A local-first personal AI assistant achieving full data sovereignty and privacy protection through a LangGraph ReAct agent and personal knowledge graph, with all inference running locally via Ollama by default.
Core Positioning#
Thoth is a desktop AI assistant for personal users built on a purely local architecture—no accounts, no servers, no telemetry. All LLM inference runs locally via Ollama by default (including CPU-only mode), addressing privacy and data sovereignty concerns of cloud AI services.
Agent Core#
- LangGraph-based ReAct agent with autonomous tool calling and streaming responses
- Intelligent context management: auto-summarization + hard trimming + dynamic tool budgets
- Destructive operations require user confirmation (interrupt mechanism); cancellation checks between every node for graceful stops
- 30 core tool modules + plugins + external MCP tools + auto-generated channel tools
Personal Knowledge Graph & Memory#
- 10 entity types (person, preference, fact, event, place, project, organisation, concept, skill, media)
- 67 valid relationship types + 60+ alias mappings
- FAISS semantic retrieval (Qwen3-Embedding-0.6B) + 1-hop graph expansion auto-recall
- Interactive knowledge graph visualization (full graph / ego-graph toggle)
- Obsidian-compatible Wiki Vault export (.md + YAML frontmatter + [[wiki-links]])
Dream Cycle (Nighttime Knowledge Graph Refinement)#
5-stage background daemon: duplicate merging (≥0.93 similarity) → description enrichment → confidence decay → relationship inference → insight generation. Includes 3-layer anti-contamination mechanism, dream journal, Ollama busy detection, configurable silent window (default 1-5 AM).
Document Knowledge Extraction#
Three-stage map-reduce LLM pipeline: Map (~6K char window summarization) → Reduce (300-600 word synthesis) → Extract (structured entity + relationship extraction).
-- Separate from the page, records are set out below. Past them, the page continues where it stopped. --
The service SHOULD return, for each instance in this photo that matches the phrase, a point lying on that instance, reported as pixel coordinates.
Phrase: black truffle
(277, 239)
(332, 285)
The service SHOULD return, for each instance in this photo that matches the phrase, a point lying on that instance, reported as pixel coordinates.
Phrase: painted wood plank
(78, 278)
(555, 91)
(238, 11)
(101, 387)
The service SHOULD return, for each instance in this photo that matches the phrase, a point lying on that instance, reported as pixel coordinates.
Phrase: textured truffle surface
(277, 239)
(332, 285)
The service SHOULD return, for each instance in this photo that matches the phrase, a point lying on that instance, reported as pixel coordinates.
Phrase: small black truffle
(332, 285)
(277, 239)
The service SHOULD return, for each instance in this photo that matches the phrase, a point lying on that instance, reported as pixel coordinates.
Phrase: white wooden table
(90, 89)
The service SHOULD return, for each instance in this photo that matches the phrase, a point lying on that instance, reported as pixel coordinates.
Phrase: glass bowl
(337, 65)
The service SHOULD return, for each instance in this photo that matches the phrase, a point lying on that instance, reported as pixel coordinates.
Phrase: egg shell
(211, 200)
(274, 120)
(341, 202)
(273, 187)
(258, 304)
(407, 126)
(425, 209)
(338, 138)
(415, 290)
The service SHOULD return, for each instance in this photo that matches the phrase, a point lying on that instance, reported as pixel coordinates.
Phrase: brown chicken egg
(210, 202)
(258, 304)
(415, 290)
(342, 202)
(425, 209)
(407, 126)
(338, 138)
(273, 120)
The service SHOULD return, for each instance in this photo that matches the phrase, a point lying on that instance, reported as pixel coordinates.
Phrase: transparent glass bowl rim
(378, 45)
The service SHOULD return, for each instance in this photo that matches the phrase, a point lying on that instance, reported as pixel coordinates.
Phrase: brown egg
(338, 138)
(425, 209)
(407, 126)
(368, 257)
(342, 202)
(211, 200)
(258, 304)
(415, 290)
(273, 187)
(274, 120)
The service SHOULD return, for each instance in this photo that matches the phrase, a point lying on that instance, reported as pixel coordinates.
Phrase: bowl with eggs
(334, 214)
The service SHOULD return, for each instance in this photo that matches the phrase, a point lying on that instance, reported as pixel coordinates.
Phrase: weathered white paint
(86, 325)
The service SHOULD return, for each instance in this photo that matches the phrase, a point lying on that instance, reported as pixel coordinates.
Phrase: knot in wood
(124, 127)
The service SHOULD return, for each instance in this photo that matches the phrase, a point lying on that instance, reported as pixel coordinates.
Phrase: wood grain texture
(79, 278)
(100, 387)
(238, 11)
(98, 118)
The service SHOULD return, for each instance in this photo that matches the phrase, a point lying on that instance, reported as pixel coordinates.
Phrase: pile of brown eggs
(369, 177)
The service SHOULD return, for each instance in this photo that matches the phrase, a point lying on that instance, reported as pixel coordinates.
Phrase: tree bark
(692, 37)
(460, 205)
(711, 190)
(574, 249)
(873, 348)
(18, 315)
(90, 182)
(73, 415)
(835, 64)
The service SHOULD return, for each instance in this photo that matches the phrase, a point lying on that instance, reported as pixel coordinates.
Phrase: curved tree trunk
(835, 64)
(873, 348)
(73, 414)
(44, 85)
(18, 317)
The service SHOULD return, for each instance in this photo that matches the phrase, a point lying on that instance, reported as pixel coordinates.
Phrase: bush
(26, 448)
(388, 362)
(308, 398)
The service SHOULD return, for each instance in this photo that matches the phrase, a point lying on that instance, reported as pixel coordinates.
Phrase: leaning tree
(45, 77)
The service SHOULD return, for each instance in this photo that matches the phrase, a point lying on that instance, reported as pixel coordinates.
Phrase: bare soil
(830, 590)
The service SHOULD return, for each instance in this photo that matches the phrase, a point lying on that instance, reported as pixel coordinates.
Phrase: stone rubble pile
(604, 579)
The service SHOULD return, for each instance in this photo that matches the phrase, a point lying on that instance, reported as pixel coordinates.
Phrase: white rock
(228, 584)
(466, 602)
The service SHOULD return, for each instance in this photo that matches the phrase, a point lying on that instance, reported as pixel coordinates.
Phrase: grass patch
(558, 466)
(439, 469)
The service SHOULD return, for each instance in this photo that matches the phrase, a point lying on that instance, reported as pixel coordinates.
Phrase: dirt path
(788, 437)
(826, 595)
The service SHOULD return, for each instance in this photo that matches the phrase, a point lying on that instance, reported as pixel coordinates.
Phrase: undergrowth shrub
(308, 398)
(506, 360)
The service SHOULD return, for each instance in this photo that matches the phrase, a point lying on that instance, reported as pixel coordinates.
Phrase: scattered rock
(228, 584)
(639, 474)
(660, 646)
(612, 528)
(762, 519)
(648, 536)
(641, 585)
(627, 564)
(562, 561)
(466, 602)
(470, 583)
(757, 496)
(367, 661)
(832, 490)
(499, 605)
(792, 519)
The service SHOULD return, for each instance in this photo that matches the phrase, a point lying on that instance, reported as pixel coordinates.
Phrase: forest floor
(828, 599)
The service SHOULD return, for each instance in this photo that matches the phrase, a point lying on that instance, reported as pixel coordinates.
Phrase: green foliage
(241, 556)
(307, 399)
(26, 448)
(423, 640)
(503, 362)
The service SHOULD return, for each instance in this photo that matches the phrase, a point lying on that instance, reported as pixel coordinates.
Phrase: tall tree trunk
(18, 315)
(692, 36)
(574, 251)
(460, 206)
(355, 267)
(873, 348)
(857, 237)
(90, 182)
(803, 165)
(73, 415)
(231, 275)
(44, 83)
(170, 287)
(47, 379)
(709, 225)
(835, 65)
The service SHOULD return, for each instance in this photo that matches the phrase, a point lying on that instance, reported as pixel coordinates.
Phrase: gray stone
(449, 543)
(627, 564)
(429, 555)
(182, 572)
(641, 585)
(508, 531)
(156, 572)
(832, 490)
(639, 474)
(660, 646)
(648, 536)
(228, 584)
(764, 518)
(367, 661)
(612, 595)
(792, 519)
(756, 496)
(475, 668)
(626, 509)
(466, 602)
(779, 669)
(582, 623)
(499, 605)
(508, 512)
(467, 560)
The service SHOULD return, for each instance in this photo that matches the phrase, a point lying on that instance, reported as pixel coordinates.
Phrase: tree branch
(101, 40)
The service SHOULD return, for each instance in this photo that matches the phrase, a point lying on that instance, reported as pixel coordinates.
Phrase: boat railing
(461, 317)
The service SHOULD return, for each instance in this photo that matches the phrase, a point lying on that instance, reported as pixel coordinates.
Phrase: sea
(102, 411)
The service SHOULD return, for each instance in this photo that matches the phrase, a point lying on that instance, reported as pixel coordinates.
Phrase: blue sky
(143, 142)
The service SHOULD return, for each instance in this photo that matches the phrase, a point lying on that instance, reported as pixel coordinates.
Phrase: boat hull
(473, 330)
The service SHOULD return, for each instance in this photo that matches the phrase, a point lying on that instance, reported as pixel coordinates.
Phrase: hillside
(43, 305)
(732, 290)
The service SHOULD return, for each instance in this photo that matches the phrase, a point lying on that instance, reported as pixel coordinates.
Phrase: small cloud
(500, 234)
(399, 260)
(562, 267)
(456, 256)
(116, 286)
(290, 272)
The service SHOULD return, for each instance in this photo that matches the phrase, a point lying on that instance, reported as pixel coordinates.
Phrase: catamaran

Supports PDF, DOCX, TXT, Markdown, HTML, EPUB with source provenance tracking, cross-window deduplication, and cross-source merge protection.
Designer Studio#
5 design modes: deck / document / landing / app_mockup / storyboard. Sandbox interactive runtime, critique-fix loop, editable export (PDF / HTML / PNG / PPTX), publishable interactive link sharing.
Multimodal Capabilities#
- Voice: Local faster-whisper STT + Kokoro TTS (10 voices), audio never leaves the device
- Vision: Camera capture, screen capture, workspace image analysis
- Image/Video Generation: Connected to OpenAI, Google (Imagen 4 / Veo), xAI (Grok Imagine / Grok Imagine Video)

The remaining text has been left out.